La guerra in Ucraina ha portato conseguenze che neanche potevamo immaginare. Milioni di persone si sono trovate senza lavoro. Che cosa significa per loro?
"Da lavorista ho provato a capire cosa possa significare perdere il lavoro da un giorno all’altro. Noi, come europei, siamo abituati a vivere questo dramma per motivi economici. Per una crisi, non perché un missile distrugga lo stabilimento, gli uffici. Questa è una forma di violenza ulteriore perché cambia irrimediabilmente le sorti delle persone, mortifica le loro aspettative. Mi spiego. Se una pasticcera di Kiev non ha più il suo lavoro, perde con questo anche la sua memoria. Spesso il lavoro porta con sé una manualità, un’esperienza anche di natura pratica che ha acquisito con fatica ed esercizio negli anni. Dunque questa è una perdita che vanifica anche la memoria di quel lavoro, smaterializza l’esercizio. Credo sia un aspetto tra i più atroci della guerra. Scappando da casa i rifugiati non possono portare niente ed una volta arrivati qui corrono il rischio di non poter più esercitare la loro manualità, il loro habitus".

Come potremmo aiutarli?
"I cittadini ucraini godono attualmente di protezione. Le norme ci sono e vengono applicate. Solo che queste norme, per la verità tutte le norme, soffrono dei fatti che accadono. Provo a spiegarmi. Le norme che tutelano i rifugiati vengono applicate. Ma la peculiarità di questi fatti, come la specialità delle condizioni di lavoratrici, visto che la maggior parte di loro sono donne, non sembra essere adeguatamente tutelata. Pensiamo sempre alla pasticcera, ad una sarta, oppure ad una professionista specializzata. L’abbandono del lavoro è espressione di una forma di violenza di Stato, che comprime, anzi mortifica, i loro desideri. Ed io credo che davanti a questo scempio noi europei dovremmo avere l’accortezza di saper trattare quel desiderio come un seme da poter coltivare".

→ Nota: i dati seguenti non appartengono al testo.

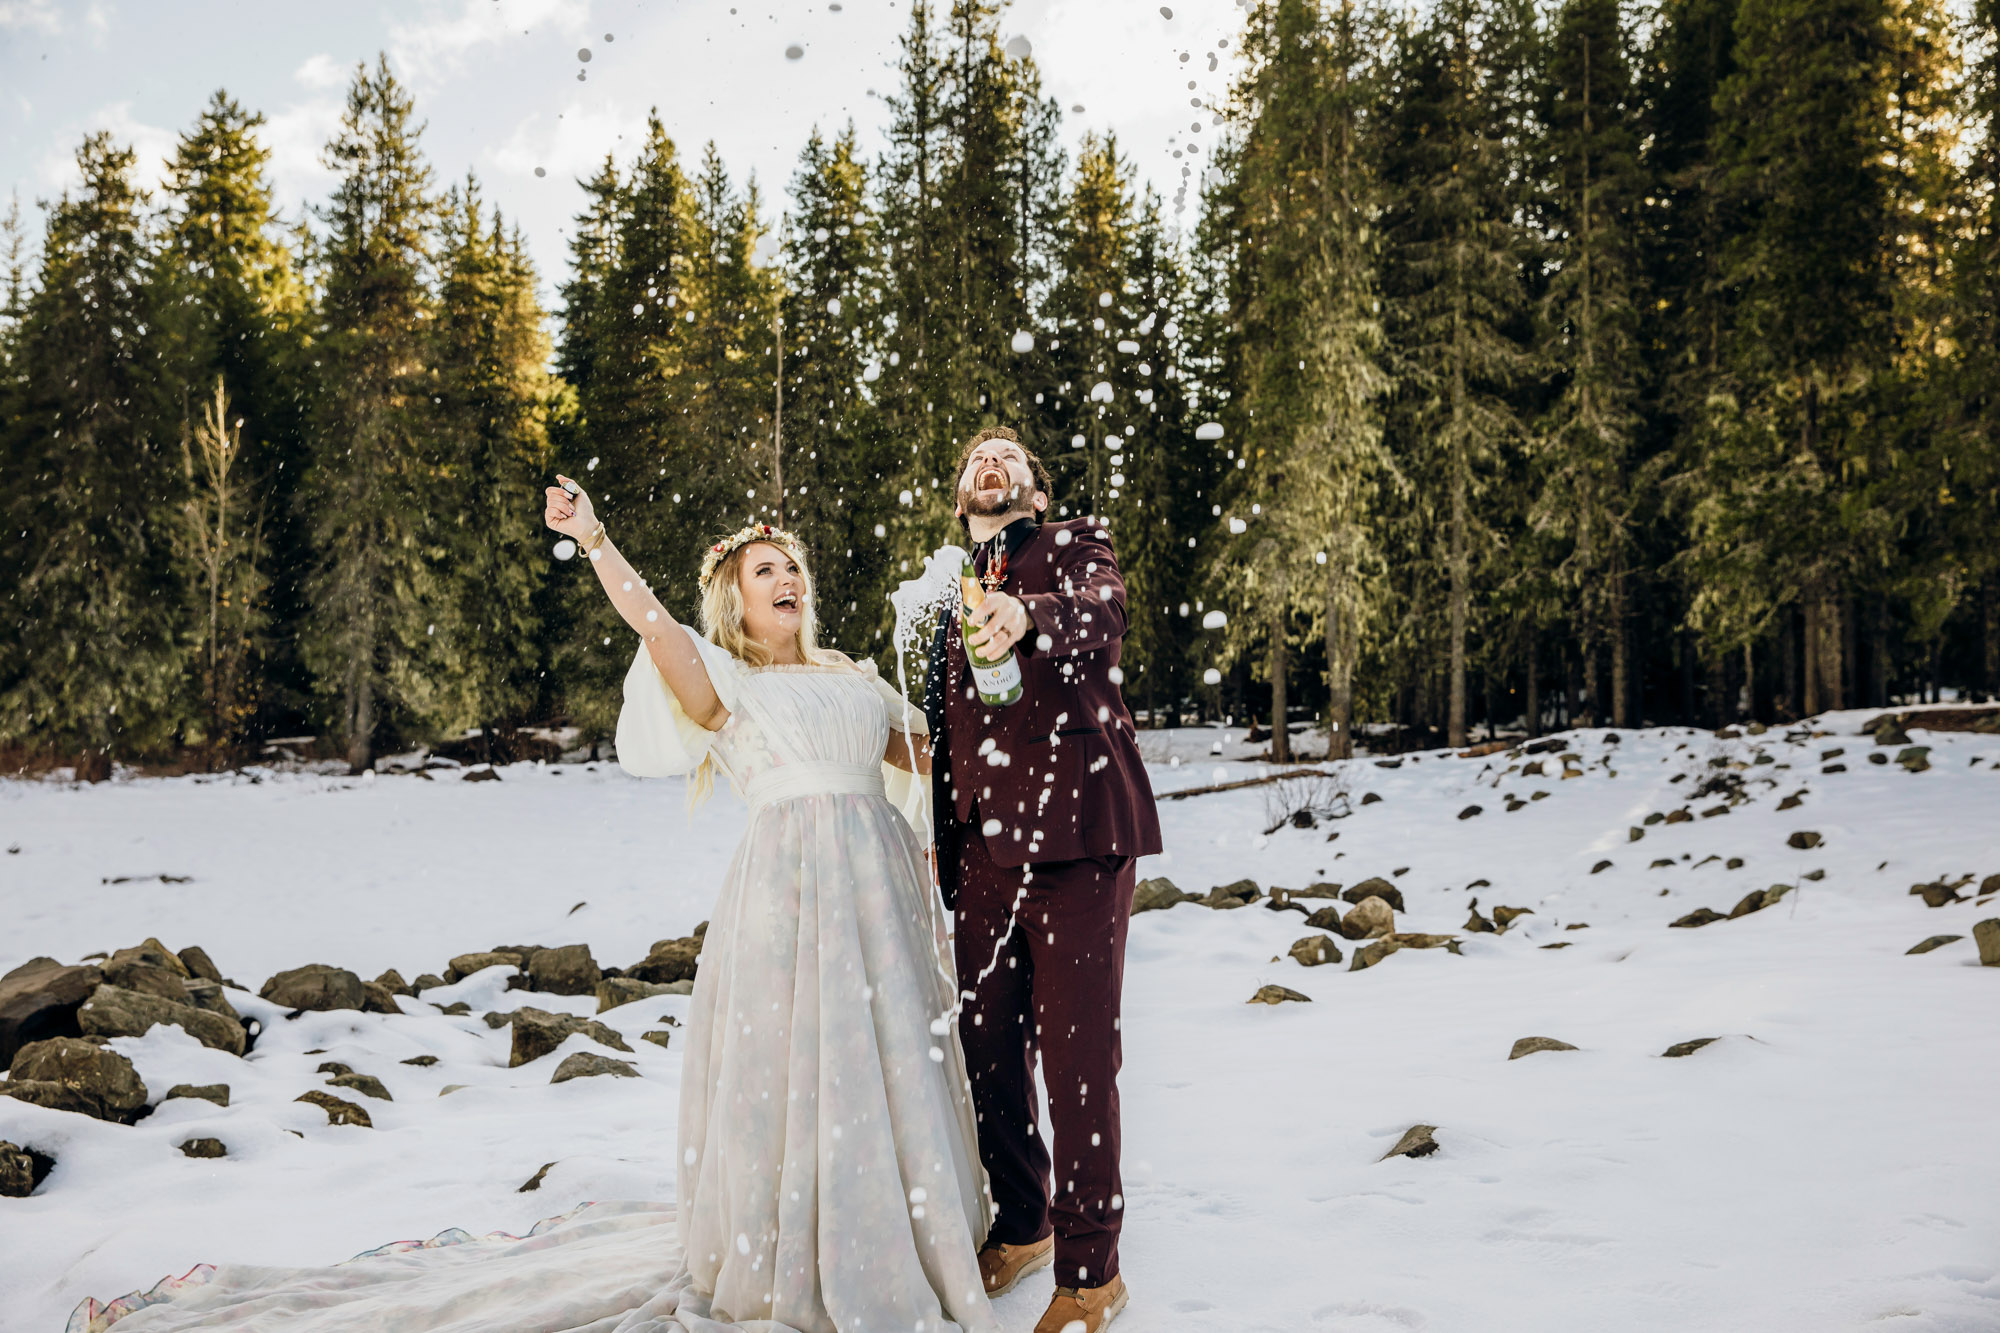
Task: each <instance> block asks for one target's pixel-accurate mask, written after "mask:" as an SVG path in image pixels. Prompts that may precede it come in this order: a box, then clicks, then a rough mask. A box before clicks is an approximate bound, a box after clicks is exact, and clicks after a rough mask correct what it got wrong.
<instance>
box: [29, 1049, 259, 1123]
mask: <svg viewBox="0 0 2000 1333" xmlns="http://www.w3.org/2000/svg"><path fill="white" fill-rule="evenodd" d="M238 1031H242V1029H238ZM26 1083H46V1085H52V1087H56V1089H62V1091H64V1093H66V1097H58V1099H54V1101H56V1103H60V1105H56V1107H54V1109H58V1111H82V1113H84V1115H90V1117H94V1119H100V1121H112V1123H118V1125H130V1123H134V1121H136V1119H140V1117H142V1115H146V1085H144V1083H140V1077H138V1071H136V1069H132V1061H128V1059H126V1057H122V1055H118V1053H116V1051H106V1049H104V1047H100V1045H96V1043H90V1041H84V1039H82V1037H50V1039H48V1041H32V1043H28V1045H26V1047H22V1049H20V1051H16V1053H14V1061H12V1063H10V1065H8V1081H6V1083H0V1093H8V1095H16V1097H22V1101H34V1103H36V1105H42V1107H48V1105H52V1101H50V1093H48V1091H46V1089H38V1091H34V1093H30V1095H22V1089H20V1087H18V1085H26Z"/></svg>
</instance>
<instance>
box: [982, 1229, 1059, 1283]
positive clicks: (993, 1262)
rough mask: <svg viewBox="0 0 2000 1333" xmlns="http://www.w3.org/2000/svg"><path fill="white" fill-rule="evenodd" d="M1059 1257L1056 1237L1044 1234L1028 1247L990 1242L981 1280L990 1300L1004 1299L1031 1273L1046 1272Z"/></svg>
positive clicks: (987, 1245) (988, 1243) (982, 1254)
mask: <svg viewBox="0 0 2000 1333" xmlns="http://www.w3.org/2000/svg"><path fill="white" fill-rule="evenodd" d="M1054 1257H1056V1237H1052V1235H1044V1237H1042V1239H1040V1241H1030V1243H1028V1245H1002V1243H1000V1241H988V1243H986V1249H982V1251H980V1281H984V1283H986V1295H988V1297H1004V1295H1006V1293H1008V1291H1012V1289H1014V1283H1018V1281H1020V1279H1022V1277H1026V1275H1028V1273H1036V1271H1040V1269H1046V1267H1048V1265H1050V1261H1054Z"/></svg>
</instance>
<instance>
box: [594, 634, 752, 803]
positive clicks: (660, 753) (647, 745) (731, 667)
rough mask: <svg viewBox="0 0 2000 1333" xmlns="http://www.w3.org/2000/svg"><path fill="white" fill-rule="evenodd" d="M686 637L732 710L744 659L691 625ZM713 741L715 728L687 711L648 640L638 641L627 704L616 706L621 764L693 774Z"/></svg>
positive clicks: (723, 701) (727, 705)
mask: <svg viewBox="0 0 2000 1333" xmlns="http://www.w3.org/2000/svg"><path fill="white" fill-rule="evenodd" d="M688 638H692V640H694V648H696V652H698V654H700V658H702V667H706V669H708V683H710V685H712V687H714V689H716V699H720V701H722V707H724V709H728V711H730V713H734V711H736V705H738V699H740V693H738V683H740V673H742V664H740V662H738V660H736V658H734V656H730V652H728V650H726V648H718V646H716V644H712V642H708V640H706V638H702V636H700V634H696V632H694V630H692V628H690V630H688ZM714 743H716V733H712V731H708V729H706V727H702V725H700V723H696V721H694V719H690V717H688V715H686V711H684V709H682V707H680V701H678V699H674V691H670V689H666V679H664V677H662V675H660V669H658V667H654V662H652V654H650V652H648V650H646V640H640V644H638V652H634V654H632V669H630V671H626V699H624V709H620V711H618V767H620V769H624V771H626V773H630V775H632V777H678V775H682V773H694V769H698V767H700V763H702V759H706V757H708V747H712V745H714Z"/></svg>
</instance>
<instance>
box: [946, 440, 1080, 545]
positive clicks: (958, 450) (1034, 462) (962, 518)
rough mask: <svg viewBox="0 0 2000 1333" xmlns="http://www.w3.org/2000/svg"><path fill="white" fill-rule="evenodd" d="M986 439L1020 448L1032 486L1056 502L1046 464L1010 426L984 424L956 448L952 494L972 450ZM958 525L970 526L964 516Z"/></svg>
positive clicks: (1053, 481) (969, 524)
mask: <svg viewBox="0 0 2000 1333" xmlns="http://www.w3.org/2000/svg"><path fill="white" fill-rule="evenodd" d="M986 440H1006V442H1008V444H1014V446H1016V448H1020V452H1022V456H1024V458H1026V460H1028V472H1030V474H1032V476H1034V488H1036V490H1040V492H1042V494H1046V496H1048V502H1050V504H1054V502H1056V482H1054V480H1052V478H1050V476H1048V466H1046V464H1044V462H1042V458H1040V456H1036V452H1034V450H1032V448H1028V446H1026V444H1024V442H1022V438H1020V434H1018V432H1016V430H1014V428H1012V426H984V428H982V430H980V432H978V434H974V436H972V438H970V440H966V446H964V448H960V450H958V466H956V468H952V494H958V482H960V480H962V478H964V474H966V464H968V462H972V450H974V448H978V446H980V444H984V442H986ZM958 526H962V528H964V526H970V524H968V522H966V518H964V516H960V518H958Z"/></svg>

Lei ha avuto modo di scrivere in tema di violenza di Stato
"Sì. È in uscita per Iod il mio nuovo romanzo che tratta proprio di questo argomento. È la storia di un ragazzo che voleva fare il pastore, ma che è stato costretto a fare il soldato. Volevo raccontare come l’esercizio del potere da parte dello Stato avvenga in forme estremamente violente. In alcuni momenti addirittura arbitrarie. Ovviamente non potevo immaginare che questa storia fosse così contemporanea e coincidente con la realtà. Come spesso accade la realtà sa sorprenderci".

In conclusione la storia si ripete
"Il rischio è che anche noi rischiamo di essere fuori posto. Non dobbiamo abituarci alla guerra, esattamente come non dovremmo farlo rispetto all’arbitrio. Le immagini, l’approssimazione, non devono costruire una spirale di normalità. Quello che succede non è normale e dobbiamo restare concentrati, essere attenti, nel mantenere il discernimento. Dobbiamo mantenere la capacità di distinguere e di non accettare questa guerra anche attraverso approssimazioni o soluzioni che sembrano essere a vantaggio dei rifugiati, ma che alla fine non rispettano a pieno i loro desideri".

Nel mondo ci sono altre 33 guerre, molte di queste completamente lasciate cadere nell’oblio. E con esse la distruzione di città con le vite di donne, uomini e bambini. I dimenticati del pianeta. Cosa ne pensa?
"Penso che la vicinanza comunicativa della guerra in Ucraina non ci autorizzi a tenere tra parentesi trentatré guerre, rispetto a quella che emotivamente ci colpisce di più. Sembra sia un effetto comunicativo, ma ogni guerra è inaccettabile. E penso anche che sono proprio i dimenticati, gli ultimi, a poter spiegare la storia".

Lei può definirsi un autore della grande tradizione del ‘900 della letteratura di impegno civile...
"La letteratura è ingiudicabile, libera e indisciplinata. Questa letteratura è necessaria perché serve racconta quello che non va bene, quello che non piace. La letteratura ha anche un valore anticipatorio. Se questa è letteratura impegnata, si. Vorrei esserlo".